The results "are exciting and empowering the patient," says Elisa Port, head of breast surgery at Mount Sinai Health System, who was not involved in the study. "This is a wake-up call for women – there is something they can do instead of just waiting for the shoe to release."

The trial involved more than 48,000 women who did not have breast cancer when they entered the study at 40 centers across the United States. From 1993 to 1998, women were randomly assigned either to follow their regular diet, where fat accounted for 32 percent of the daily calories on average or to try to reduce fat intake to 20 percent of calories while consuming daily servings of vegetables, fruits and cereals .

The dietary intervention group lacked the target, they managed to reduce their fat consumption to about 24.5 percent and then "drive up to about 29 percent," according to senior study author Rowan Chlebowski of the Los Angeles Biomedical Research Institute at the Harbor-UCLA Medical Center. The members of the group lost 3 percent of their body weight on average. Still, women in the group that developed breast cancer had a lower risk of death than women who followed their usual diets and developed the disease.

Chlebowski said the study showed that women could improve their health by making modest changes in what and how much they eat. "This is diet moderation, it's not like eating twigs and branches," he said. "That's what people eat, say 20 years ago, before you could get 900 calories in a candy bar."

The diet intervention lasted for 8.5 years and included several sessions with nutritionists. The latest analysis represents a follow-up up to nearly 20 years.

Breast cancer experts generally praised the study but expressed some reservations.
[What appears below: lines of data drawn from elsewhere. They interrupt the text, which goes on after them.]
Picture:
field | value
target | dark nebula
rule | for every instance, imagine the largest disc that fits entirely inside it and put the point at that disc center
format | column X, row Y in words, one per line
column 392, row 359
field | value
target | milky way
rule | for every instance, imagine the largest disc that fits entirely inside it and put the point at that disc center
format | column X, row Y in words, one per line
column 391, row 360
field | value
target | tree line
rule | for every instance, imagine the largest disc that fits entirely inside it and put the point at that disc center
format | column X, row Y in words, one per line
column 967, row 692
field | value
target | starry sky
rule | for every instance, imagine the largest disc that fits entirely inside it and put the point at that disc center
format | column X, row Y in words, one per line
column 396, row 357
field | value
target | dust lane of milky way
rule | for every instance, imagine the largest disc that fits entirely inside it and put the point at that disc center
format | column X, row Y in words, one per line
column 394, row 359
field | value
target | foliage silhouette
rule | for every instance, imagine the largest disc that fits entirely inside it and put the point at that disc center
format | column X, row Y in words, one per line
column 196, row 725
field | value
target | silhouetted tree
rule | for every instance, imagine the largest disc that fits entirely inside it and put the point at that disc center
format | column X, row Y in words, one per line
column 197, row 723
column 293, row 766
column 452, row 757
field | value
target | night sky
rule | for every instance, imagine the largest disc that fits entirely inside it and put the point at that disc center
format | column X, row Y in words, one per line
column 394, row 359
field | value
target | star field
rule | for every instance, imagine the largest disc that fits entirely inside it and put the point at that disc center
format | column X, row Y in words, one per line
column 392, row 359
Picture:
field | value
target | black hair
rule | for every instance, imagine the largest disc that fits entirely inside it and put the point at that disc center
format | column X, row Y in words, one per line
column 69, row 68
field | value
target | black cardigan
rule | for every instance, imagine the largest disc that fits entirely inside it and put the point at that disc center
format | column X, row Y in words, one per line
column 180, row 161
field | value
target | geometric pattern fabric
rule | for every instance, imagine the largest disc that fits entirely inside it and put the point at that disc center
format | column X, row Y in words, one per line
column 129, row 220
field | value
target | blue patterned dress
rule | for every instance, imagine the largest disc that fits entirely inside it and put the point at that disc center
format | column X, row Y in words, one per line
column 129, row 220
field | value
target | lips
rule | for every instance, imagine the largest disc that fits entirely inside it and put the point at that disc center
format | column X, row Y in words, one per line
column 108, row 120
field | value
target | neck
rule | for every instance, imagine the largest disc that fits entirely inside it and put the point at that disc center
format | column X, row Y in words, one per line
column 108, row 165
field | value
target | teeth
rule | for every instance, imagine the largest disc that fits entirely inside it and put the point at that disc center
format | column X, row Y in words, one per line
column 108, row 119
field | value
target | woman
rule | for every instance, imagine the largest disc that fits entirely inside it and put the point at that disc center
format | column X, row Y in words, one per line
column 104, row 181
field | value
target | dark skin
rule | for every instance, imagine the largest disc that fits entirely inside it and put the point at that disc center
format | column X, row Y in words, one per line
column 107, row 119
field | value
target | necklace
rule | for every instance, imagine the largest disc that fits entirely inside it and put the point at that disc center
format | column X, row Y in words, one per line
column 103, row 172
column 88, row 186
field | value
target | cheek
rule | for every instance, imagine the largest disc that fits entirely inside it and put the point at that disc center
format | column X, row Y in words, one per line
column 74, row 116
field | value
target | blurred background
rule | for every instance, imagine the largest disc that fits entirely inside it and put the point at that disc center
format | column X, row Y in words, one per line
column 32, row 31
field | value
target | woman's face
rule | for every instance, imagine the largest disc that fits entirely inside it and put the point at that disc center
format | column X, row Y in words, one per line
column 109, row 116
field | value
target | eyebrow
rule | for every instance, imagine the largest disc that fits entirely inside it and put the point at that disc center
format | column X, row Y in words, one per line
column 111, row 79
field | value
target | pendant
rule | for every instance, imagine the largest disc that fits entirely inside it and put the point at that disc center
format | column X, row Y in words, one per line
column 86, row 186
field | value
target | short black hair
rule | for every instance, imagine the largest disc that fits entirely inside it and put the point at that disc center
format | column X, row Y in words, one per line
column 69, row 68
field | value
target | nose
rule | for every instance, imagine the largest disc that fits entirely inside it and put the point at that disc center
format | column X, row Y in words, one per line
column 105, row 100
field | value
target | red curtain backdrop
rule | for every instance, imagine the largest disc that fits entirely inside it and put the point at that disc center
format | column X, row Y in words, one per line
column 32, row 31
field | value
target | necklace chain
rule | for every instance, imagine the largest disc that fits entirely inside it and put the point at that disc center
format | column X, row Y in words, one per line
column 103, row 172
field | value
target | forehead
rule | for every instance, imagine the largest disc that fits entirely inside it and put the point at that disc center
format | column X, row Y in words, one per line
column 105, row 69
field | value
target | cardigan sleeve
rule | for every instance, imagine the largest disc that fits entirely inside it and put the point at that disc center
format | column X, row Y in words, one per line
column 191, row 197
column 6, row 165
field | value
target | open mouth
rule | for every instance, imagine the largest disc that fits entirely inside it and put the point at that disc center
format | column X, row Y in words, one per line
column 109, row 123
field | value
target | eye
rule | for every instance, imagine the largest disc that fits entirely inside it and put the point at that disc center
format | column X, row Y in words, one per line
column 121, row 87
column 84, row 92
For one thing, the study was designed not to determine whether a low-fat diet gave a death benefit, but whether such a diet could reduce the risk of developing breast cancer in the first place.
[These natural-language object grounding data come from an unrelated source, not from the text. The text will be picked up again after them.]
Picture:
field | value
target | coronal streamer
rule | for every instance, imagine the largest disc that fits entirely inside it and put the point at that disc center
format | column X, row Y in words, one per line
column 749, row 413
Previously released data showed that the diet did not result in it in any statistically significant way. In addition, breast cancer experts noted that mortality gave up 20 years to emerge. Some also said that it was not clear which dietary component was responsible for the benefit – reduced fat or added fruits, vegetables and barley?
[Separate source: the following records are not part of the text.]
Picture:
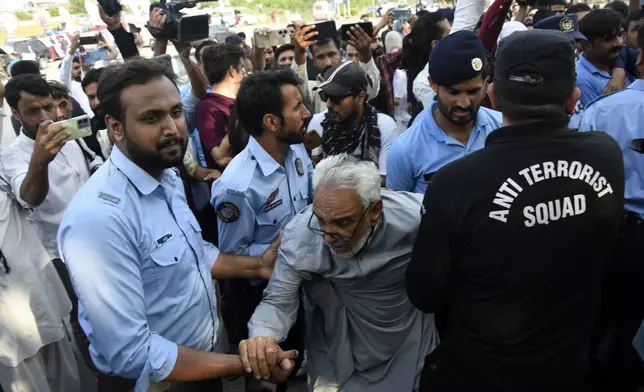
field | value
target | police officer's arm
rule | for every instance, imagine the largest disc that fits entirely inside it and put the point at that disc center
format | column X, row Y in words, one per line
column 428, row 271
column 104, row 261
column 400, row 173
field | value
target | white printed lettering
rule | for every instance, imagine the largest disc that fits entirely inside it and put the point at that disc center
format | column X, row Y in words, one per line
column 500, row 215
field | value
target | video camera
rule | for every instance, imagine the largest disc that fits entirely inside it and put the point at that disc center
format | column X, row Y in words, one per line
column 180, row 27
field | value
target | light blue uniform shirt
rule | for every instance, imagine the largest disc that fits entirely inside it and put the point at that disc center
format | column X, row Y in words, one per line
column 591, row 81
column 621, row 115
column 424, row 148
column 141, row 271
column 256, row 197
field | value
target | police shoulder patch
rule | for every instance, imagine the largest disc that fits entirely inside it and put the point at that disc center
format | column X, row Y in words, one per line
column 227, row 212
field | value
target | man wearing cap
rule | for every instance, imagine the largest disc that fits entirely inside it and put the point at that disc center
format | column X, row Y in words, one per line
column 350, row 124
column 621, row 116
column 514, row 238
column 454, row 125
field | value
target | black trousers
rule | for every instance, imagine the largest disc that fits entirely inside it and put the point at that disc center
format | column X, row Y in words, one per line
column 614, row 361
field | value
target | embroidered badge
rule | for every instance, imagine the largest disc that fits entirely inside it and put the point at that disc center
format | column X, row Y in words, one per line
column 227, row 212
column 108, row 197
column 299, row 167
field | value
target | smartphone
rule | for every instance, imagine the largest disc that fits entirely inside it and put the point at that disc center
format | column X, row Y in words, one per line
column 92, row 40
column 277, row 37
column 111, row 7
column 312, row 140
column 78, row 126
column 366, row 26
column 166, row 59
column 402, row 14
column 326, row 30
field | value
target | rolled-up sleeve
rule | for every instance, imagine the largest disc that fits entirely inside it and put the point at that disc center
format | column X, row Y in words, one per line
column 277, row 312
column 102, row 256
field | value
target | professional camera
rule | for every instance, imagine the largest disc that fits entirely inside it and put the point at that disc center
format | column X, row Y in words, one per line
column 180, row 27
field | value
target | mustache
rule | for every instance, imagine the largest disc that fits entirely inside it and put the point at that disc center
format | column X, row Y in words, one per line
column 170, row 141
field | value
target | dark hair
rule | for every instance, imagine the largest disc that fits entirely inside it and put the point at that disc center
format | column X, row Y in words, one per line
column 202, row 44
column 218, row 59
column 25, row 67
column 282, row 49
column 325, row 41
column 118, row 77
column 58, row 91
column 260, row 94
column 618, row 6
column 579, row 7
column 418, row 46
column 640, row 40
column 634, row 16
column 28, row 83
column 92, row 76
column 601, row 24
column 541, row 15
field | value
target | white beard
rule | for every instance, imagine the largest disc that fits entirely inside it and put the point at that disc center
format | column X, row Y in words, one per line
column 357, row 247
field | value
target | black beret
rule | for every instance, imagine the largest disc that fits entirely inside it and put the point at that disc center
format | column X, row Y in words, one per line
column 456, row 58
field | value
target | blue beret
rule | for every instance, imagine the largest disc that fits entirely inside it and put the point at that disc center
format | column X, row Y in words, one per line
column 457, row 57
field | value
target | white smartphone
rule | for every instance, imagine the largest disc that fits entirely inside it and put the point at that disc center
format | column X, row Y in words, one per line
column 78, row 126
column 276, row 37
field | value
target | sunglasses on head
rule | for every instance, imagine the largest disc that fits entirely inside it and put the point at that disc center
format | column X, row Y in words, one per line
column 336, row 99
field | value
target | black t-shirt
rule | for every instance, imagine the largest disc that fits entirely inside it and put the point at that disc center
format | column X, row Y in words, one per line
column 510, row 256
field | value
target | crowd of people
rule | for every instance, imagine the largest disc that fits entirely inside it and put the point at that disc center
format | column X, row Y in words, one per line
column 451, row 206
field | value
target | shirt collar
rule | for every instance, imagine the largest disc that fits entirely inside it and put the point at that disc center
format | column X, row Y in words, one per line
column 528, row 130
column 144, row 182
column 638, row 84
column 588, row 66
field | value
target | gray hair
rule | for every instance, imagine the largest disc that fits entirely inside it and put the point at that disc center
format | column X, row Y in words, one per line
column 346, row 172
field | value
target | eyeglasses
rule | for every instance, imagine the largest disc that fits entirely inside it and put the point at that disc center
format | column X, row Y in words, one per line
column 336, row 99
column 336, row 236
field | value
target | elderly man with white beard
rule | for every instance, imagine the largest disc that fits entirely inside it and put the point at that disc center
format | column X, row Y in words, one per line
column 349, row 251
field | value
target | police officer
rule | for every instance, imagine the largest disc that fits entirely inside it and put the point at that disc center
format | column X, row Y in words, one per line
column 514, row 239
column 265, row 185
column 453, row 126
column 621, row 115
column 142, row 272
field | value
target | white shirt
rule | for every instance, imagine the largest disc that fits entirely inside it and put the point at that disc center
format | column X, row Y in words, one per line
column 466, row 16
column 312, row 98
column 388, row 133
column 75, row 88
column 67, row 173
column 33, row 300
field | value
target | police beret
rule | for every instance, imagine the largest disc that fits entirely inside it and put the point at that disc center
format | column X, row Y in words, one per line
column 456, row 58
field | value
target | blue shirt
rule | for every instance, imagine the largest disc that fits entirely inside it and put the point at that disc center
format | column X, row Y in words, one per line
column 140, row 269
column 591, row 81
column 621, row 115
column 256, row 197
column 424, row 148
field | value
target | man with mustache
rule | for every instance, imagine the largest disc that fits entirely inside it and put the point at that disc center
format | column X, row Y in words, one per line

The study authors said dietary modification grew up using a diet similar to one called DASH – for dietary habits to stop hypertension – designed to prevent or treat high blood pressure.

The new study "adds more evidence of dietary impact but I wouldn't trust recommending a particular diet to a patient, considering that people react differently to different diets, depending on their biology," says Neil Iyengar. a medical oncologist at Memorial Sloan Kettering Cancer Center. "I tell patients if they eat more herbal foods, less red meat, lower alcohol and maintain a healthy weight, they may have a reduced risk of recurrent breast cancer or death."

The study did not look at the influence of diet on the risk of recurrent breast cancer. A separate study examines whether weight loss achieved by lowering calories and increasing physical activity leads to a reduction in the risk of relapse. The study, called Breast Cancer Weight Loss Study, or BWEL, is led by the Dana-Farber Cancer Institute.

The study comes as more evidence gathering about the relationship between obesity or obesity and a number of cancers. Being overweight and overweight – long associated with heart disease and diabetes – has been associated in recent years with an increased risk of at least 13 types of cancer, including gastrointestinal, pancreas, colorectal and liver malignancies, as well as postmenopausal breast cancer.

The study will be presented in the coming weeks at the annual meeting of the American Society of Clinical Oncology in Chicago.